C’est par le journalisme, au quotidien communiste Alger républicain, qu’il rencontre Camus et Sartre. Lequel lui laisse pour quelques années les rênes des Temps Modernes. Dès 1955, il dénonce les échecs criants de la colonisation en Algérie, dans son livre « L’Algérie hors-la-loi ». Dès lors, son choix est sans appel. Il entre en contact avec le FLN, et crée le « réseau Jeanson » afin de collecter des fonds destinés à la Révolution algérienne. Le réseau Jeanson ne vivra pas vieux. Et son fondateur devra entrer en clandestinité.

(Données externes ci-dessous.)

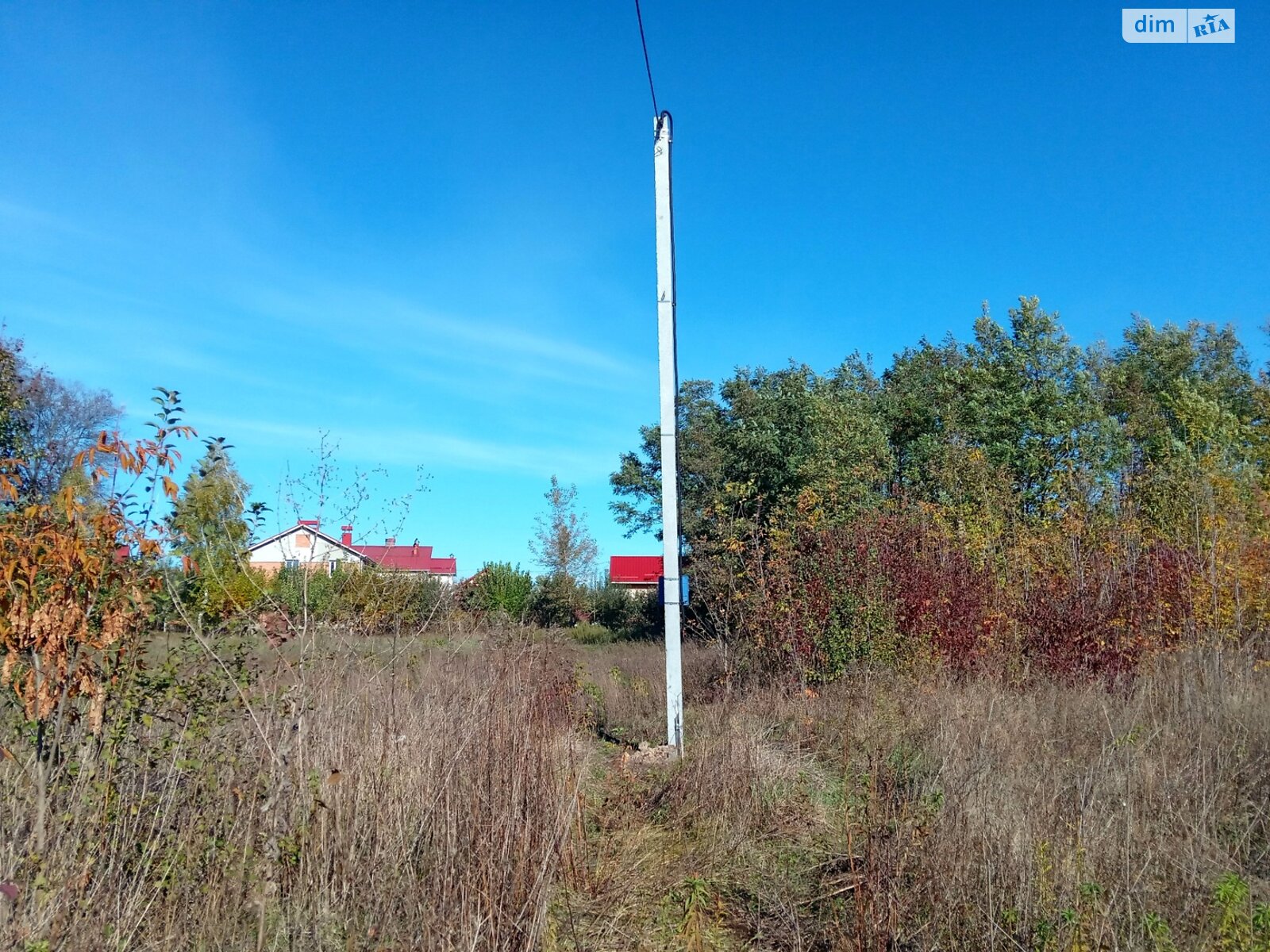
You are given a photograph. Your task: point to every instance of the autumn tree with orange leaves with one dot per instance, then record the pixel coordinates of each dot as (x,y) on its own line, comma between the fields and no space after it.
(79,575)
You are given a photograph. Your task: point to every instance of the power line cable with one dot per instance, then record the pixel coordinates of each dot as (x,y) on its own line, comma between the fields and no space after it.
(647,65)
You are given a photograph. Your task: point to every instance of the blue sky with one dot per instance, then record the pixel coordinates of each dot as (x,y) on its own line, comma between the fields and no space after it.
(425,228)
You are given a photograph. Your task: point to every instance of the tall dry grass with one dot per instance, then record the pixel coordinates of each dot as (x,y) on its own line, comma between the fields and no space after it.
(384,795)
(416,804)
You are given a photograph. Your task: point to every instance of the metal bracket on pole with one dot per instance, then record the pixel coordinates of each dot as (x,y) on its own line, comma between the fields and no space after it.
(668,374)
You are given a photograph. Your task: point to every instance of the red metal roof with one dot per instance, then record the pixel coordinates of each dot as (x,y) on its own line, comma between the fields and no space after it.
(628,570)
(414,559)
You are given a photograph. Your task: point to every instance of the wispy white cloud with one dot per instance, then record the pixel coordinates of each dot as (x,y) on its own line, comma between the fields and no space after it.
(400,330)
(419,447)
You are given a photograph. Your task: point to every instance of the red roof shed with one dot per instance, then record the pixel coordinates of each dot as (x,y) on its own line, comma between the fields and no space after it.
(634,570)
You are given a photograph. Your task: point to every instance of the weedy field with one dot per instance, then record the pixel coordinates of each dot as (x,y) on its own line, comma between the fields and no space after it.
(483,790)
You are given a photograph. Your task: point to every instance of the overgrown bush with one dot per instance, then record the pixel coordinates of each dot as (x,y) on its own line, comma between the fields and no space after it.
(501,589)
(556,602)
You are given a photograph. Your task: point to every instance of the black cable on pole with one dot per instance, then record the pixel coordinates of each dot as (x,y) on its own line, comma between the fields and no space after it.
(647,65)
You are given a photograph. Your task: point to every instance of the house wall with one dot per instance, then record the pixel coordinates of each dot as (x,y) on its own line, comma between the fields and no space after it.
(319,552)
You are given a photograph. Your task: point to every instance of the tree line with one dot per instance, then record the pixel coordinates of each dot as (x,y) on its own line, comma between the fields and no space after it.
(1013,501)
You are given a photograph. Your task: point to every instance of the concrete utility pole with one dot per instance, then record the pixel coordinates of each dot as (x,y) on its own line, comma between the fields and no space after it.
(670,384)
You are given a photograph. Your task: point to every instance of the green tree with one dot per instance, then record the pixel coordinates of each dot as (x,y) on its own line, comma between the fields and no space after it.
(562,543)
(211,530)
(1032,404)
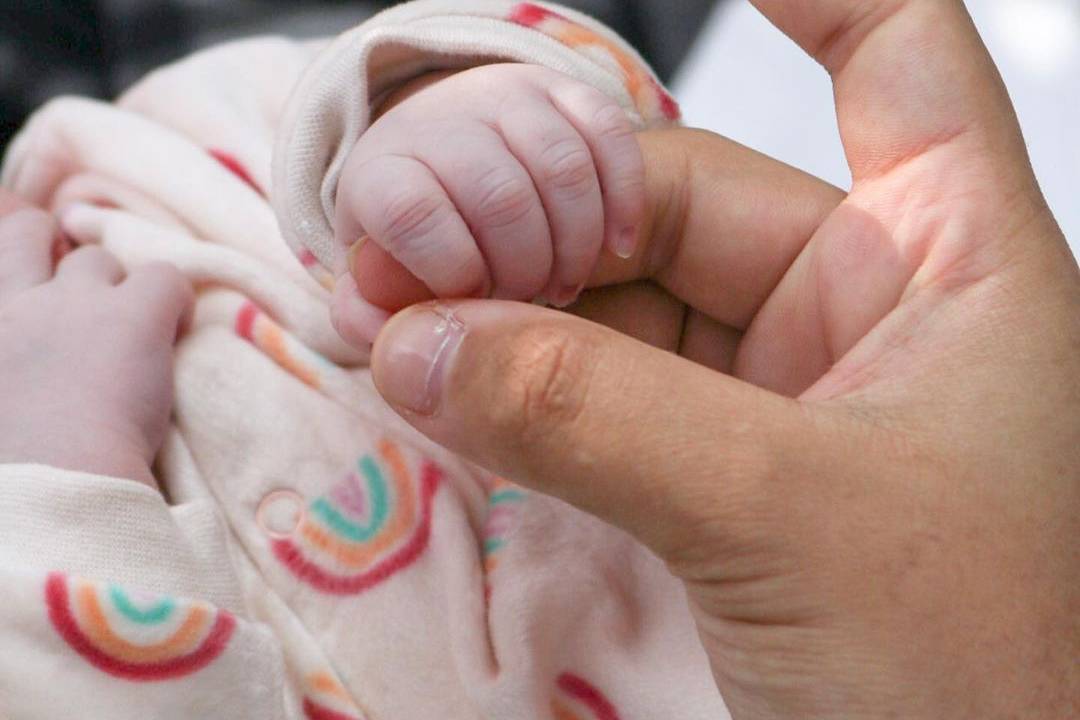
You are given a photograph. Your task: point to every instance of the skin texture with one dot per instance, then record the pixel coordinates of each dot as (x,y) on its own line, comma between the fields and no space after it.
(864,459)
(67,333)
(504,180)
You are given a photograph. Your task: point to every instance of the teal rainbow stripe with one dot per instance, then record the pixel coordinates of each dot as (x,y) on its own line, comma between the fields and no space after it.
(153,615)
(378,496)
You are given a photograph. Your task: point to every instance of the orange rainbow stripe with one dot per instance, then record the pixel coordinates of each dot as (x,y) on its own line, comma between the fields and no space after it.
(352,539)
(107,628)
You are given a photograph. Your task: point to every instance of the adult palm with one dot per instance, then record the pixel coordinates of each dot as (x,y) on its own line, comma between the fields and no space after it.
(875,507)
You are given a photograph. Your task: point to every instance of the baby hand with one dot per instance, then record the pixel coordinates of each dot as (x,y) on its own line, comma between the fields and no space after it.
(504,180)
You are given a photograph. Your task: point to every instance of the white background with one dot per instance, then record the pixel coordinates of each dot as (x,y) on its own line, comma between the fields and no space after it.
(745,80)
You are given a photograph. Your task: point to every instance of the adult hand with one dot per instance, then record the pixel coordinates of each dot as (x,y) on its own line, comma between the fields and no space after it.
(869,479)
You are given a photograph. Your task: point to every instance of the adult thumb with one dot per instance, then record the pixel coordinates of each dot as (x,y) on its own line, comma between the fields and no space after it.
(637,436)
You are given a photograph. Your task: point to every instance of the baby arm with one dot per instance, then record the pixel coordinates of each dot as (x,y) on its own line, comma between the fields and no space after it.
(505,180)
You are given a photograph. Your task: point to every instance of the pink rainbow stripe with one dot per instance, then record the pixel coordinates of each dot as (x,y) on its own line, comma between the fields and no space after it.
(293,558)
(64,622)
(237,168)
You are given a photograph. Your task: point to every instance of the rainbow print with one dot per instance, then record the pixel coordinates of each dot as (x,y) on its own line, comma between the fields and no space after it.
(136,637)
(575,693)
(502,503)
(365,529)
(299,361)
(327,700)
(230,163)
(649,96)
(311,263)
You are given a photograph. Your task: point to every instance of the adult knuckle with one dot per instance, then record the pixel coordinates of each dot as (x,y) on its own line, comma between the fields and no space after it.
(503,200)
(548,376)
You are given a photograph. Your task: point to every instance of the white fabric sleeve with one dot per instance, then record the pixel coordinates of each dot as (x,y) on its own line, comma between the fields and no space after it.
(332,104)
(118,606)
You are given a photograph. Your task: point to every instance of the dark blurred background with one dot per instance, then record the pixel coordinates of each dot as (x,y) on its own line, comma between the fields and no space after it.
(98,48)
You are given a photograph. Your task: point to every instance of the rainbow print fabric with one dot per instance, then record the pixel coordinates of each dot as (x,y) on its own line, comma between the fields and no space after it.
(327,700)
(651,99)
(370,526)
(503,500)
(136,637)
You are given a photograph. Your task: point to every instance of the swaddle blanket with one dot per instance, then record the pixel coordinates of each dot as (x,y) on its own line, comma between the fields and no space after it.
(313,557)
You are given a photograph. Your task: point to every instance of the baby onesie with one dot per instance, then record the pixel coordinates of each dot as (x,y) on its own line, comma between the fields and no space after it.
(312,556)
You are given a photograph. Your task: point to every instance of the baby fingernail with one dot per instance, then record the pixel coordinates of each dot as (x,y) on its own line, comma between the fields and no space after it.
(353,253)
(625,243)
(567,296)
(419,350)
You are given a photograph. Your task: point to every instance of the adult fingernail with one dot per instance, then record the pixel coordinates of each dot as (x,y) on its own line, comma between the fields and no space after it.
(419,350)
(625,243)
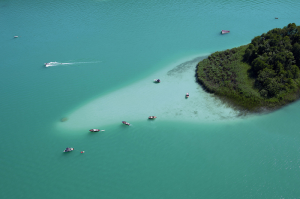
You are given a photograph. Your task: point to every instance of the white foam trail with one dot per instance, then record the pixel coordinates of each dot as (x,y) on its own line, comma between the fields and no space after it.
(49,64)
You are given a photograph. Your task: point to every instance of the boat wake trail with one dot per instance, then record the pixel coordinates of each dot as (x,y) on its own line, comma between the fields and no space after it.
(50,64)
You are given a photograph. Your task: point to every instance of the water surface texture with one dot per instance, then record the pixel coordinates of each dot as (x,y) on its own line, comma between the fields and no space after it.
(104,56)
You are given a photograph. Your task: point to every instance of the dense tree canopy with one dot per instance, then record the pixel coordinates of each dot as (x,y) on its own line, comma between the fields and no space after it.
(262,73)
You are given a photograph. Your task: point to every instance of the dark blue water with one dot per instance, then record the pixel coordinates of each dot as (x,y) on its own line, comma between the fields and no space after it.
(108,45)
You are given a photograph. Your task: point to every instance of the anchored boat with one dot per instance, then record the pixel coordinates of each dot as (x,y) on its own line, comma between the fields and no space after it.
(94,130)
(126,123)
(225,31)
(68,149)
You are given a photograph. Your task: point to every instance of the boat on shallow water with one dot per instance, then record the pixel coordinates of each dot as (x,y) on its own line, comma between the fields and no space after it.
(225,31)
(94,130)
(126,123)
(68,149)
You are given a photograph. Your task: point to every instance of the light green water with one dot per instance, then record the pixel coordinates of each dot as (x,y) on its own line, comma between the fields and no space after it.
(111,51)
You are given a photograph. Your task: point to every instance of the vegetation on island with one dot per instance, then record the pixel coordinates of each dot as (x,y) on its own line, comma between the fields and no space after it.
(262,74)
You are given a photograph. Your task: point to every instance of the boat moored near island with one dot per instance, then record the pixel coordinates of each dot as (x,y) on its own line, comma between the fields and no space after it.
(126,123)
(225,31)
(94,130)
(68,149)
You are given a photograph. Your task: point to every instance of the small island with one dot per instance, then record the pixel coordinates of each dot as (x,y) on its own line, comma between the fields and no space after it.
(261,75)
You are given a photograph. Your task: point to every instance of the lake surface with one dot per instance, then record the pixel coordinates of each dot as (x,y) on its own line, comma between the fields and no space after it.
(106,55)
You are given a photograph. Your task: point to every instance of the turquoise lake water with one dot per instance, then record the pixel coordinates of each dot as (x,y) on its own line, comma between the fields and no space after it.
(107,54)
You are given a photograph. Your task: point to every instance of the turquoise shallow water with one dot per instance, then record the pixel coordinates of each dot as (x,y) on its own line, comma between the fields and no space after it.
(108,47)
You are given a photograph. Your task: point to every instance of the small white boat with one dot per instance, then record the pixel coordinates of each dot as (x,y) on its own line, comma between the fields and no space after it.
(126,123)
(225,31)
(68,149)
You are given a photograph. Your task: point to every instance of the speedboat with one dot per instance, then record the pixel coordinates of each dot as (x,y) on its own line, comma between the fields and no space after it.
(225,31)
(68,149)
(126,123)
(94,130)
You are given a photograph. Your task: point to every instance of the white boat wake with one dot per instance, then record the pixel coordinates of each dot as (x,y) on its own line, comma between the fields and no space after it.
(50,64)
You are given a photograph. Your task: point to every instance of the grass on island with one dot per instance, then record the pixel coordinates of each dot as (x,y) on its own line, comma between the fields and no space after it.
(262,74)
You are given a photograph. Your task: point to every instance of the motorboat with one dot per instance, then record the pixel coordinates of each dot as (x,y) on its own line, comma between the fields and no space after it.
(225,31)
(68,149)
(126,123)
(94,130)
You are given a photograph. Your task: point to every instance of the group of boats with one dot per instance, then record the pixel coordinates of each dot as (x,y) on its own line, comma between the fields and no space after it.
(123,122)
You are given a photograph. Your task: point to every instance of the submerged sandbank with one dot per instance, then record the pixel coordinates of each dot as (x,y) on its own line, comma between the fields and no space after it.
(166,100)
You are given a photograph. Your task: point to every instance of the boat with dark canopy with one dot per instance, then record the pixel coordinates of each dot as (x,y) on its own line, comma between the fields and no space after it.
(126,123)
(225,31)
(94,130)
(68,149)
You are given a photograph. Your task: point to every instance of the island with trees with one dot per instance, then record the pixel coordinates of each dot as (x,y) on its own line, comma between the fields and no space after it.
(261,75)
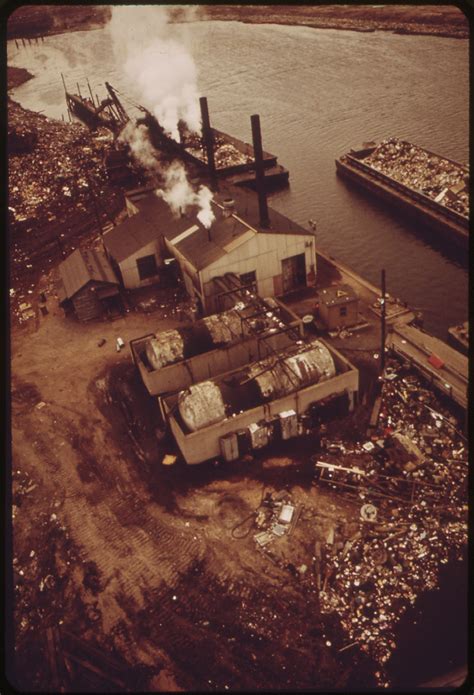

Le procès Jeanson, comme celui de Georges Arnaud d’ailleurs, fera date. Il devient en fait celui de la guerre d’Algérie. Grâce en partie aux avocats Vergès et Dumas, qui font témoigner Sartre, des insoumis également. Paul Teitgen, secrétaire général de la Préfecture d’Alger, vient déposer. Il reconnaît les tortures, qui l’ont amené à démissionner. La France sait désormais que des Français aident les Algériens combattants de leur indépendance. La sympathie change de camp. Cette sale guerre dégouline sur les consciences. Et rien n’arrêtera plus l’Histoire, ni l’OAS, ni les généraux putschistes. Francis Jeanson a participé de cette histoire, il en a écrit des pages les plus humaines, les plus honorables. Le jugement par contumace est sévère : 10 ans fermes. Le mot trahison résonne, qui ne s’est pas tu, malgré les ans qui passent. De courageux nostalgiques continuent d’insulter son nom.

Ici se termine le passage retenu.